The U.S. Cybersecurity and Infrastructure Security Agency (CISA) has confirmed that a high-severity privilege escalation vulnerability in the Linux kernel, known as CVE-2024-1086, is now being exploited by ransomware gangs. The flaw, a use-after-free issue in the netfilter: nf_tables component, was introduced in February 2014 and patched in January 2024. It affects major Linux distributions including Debian, Ubuntu, Fedora, and Red Hat.
On October 31, 2025, CISA updated its Known Exploited Vulnerabilities (KEV) catalog to flag CVE-2024-1086 as actively used in ransomware campaigns, though it provided no specifics on the attacks or responsible groups.
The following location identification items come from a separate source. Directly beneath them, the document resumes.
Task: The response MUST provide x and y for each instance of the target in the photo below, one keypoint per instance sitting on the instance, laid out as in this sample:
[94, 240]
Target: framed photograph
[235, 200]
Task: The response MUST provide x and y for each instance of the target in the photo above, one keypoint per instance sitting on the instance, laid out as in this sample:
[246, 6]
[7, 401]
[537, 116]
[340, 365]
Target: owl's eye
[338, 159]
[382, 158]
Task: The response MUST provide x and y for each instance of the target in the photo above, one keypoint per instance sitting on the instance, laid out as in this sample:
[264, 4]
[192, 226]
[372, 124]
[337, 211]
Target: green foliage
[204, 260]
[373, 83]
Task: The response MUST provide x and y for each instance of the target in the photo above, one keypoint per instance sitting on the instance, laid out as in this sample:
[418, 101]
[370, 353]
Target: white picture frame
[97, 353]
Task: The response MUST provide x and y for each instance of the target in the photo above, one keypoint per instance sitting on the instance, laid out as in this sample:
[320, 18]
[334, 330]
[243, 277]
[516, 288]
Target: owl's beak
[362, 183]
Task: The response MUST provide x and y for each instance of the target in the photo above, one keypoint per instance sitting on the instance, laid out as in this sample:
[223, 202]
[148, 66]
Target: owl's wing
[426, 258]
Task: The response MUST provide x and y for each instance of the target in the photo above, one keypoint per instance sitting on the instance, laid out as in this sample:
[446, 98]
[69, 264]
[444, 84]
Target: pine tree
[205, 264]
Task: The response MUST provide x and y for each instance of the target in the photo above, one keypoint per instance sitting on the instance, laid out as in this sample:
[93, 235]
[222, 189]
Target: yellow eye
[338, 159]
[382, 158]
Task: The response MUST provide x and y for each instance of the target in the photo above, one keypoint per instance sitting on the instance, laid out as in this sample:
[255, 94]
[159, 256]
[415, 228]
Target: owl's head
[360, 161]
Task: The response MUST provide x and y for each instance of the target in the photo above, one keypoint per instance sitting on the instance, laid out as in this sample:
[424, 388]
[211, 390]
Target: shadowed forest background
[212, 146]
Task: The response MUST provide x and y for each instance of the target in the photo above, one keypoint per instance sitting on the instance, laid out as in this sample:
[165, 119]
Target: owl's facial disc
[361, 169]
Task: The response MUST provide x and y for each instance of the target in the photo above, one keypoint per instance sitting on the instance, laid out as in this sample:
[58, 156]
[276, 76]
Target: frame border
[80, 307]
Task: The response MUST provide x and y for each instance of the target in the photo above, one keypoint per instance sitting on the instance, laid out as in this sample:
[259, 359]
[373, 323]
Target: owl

The vulnerability enables local attackers to escalate privileges to root level, potentially allowing system takeover, disabling defenses, file modifications, malware installation, lateral network movement, and data theft.
Disclosed on January 31, 2024, the flaw was fixed through a kernel commit that month but stemmed from a change a decade earlier. In late March 2024, security researcher 'Notselwyn' released a detailed analysis and proof-of-concept exploit on GitHub, demonstrating privilege escalation on Linux kernels from versions 5.14 to 6.6. The issue impacts kernels from 3.15 to 6.8-rc1 across various distributions.
CISA added the vulnerability to its KEV catalog in May 2024—though one report suggests March 2024—and mandated federal agencies to patch by June 20, 2024. For unpatched systems, recommended mitigations include blocklisting the 'nf_tables' module if unused, restricting user namespace access, or loading the Linux Kernel Runtime Guard (LKRG) module, which may cause instability.
"These types of vulnerabilities are frequent attack vectors for malicious cyber actors and pose significant risks to the federal enterprise," CISA stated. "Apply mitigations per vendor instructions or discontinue use of the product if mitigations are unavailable."
Notselwyn noted challenges in exploitation: "When you try to reproduce the bug yourselves, the kernel may panic, even when all mitigations are disabled... I found a way to bypass all usage which could lead to a panic or usual errors and get a highly reliable double-free primitive."